If, in your view (which I also agree with), there is no reward and punishment in this world, why serve God? If there is no benefit in it at all?

Answer

Because it is the truth. And apparently there is also benefit for the Holy One, blessed be He, and for the universe. Not necessarily for you. You are assuming egoism. See column 120 on this.

Discussion on Answer

Boaz (2025-06-27)

“Because it is the truth” — agreed. The very definition of God contains the basic obligation to serve Him without reductionism.

“And apparently there is also benefit for the Holy One, blessed be He” — do you really not see the infantilism here, in anthropomorphizing the concept of God? Does He need us? Are we helping Him? If He is so human-like, like us, then why is it a logical contradiction for Him to turn Himself into a mouse and for Puss in Boots to eat Him?

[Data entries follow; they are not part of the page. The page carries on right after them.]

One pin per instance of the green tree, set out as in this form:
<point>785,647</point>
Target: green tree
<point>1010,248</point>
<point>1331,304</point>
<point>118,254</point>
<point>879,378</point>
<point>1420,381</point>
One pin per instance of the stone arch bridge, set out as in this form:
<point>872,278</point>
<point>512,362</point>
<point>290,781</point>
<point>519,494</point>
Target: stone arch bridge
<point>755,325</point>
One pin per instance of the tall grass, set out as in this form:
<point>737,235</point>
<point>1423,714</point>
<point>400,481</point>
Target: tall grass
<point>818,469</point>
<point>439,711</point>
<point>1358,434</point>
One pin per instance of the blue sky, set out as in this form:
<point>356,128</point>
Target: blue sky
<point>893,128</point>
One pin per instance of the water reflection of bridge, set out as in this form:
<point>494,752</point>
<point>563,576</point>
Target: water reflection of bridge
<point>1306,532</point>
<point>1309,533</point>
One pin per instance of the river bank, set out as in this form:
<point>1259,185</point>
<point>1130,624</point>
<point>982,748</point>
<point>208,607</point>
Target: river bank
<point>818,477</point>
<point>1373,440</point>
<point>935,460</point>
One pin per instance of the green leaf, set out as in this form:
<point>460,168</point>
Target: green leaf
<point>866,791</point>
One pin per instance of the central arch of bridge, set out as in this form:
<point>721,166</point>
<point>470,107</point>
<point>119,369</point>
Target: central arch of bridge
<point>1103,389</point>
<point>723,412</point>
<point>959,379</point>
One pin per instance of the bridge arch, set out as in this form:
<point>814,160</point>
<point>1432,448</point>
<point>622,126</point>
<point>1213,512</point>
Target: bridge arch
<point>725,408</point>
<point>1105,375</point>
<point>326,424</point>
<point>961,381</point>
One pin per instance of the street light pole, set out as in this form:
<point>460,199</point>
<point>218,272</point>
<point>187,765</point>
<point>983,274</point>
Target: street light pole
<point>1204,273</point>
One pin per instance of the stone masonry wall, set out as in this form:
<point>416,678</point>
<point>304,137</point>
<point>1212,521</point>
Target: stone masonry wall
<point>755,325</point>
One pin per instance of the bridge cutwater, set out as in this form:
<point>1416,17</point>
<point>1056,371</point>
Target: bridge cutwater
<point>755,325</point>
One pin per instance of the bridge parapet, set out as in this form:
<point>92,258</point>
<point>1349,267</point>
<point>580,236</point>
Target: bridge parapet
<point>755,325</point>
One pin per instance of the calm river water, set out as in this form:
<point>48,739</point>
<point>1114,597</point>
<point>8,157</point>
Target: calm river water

“And for the universe” — Kabbalah offers, as an alternative and contradictory explanation to an obligation toward God that does not need reduction, an answer to the idolatrous human psychological need to influence and build upper and lower worlds by waving lulavs while mumbling “for the sake of the unification.” I don’t understand how you believe these things, which have no indication whatsoever in the classical sources

Michi (2025-06-27)

If I saw it, I wouldn’t write it. He indeed does need us (I have written here more than once about service as a higher need), because otherwise there would be no reason for Him to create us. It is possible that I am infantilizing.
By force of logic. There is no other explanation for the halakhic system. But perhaps here too my infantilism is involved.

Boaz (2025-06-27)

If God is not some sort of grandfather who one day decided to create a world, but rather something very undefined that perhaps can only be spoken of through negative attributes, it is better to say that we have no grasp at all of why He obligates us. I am surprised at you דווקא because I value you very, very highly and cannot understand this anthropomorphizing of God

Michi (2025-06-28)

I have answered this countless times. Maimonides’ invention of negative attributes really does not speak to me at all (there is a column about that). In any case, there is no anthropomorphizing here at all. It is a simple assumption about any entity of any kind: if it does something, it is for a reason or a purpose. Anyone who claims otherwise bears the burden of proof. Even in the Torah itself, He presents Himself as acting morally and toward a purpose.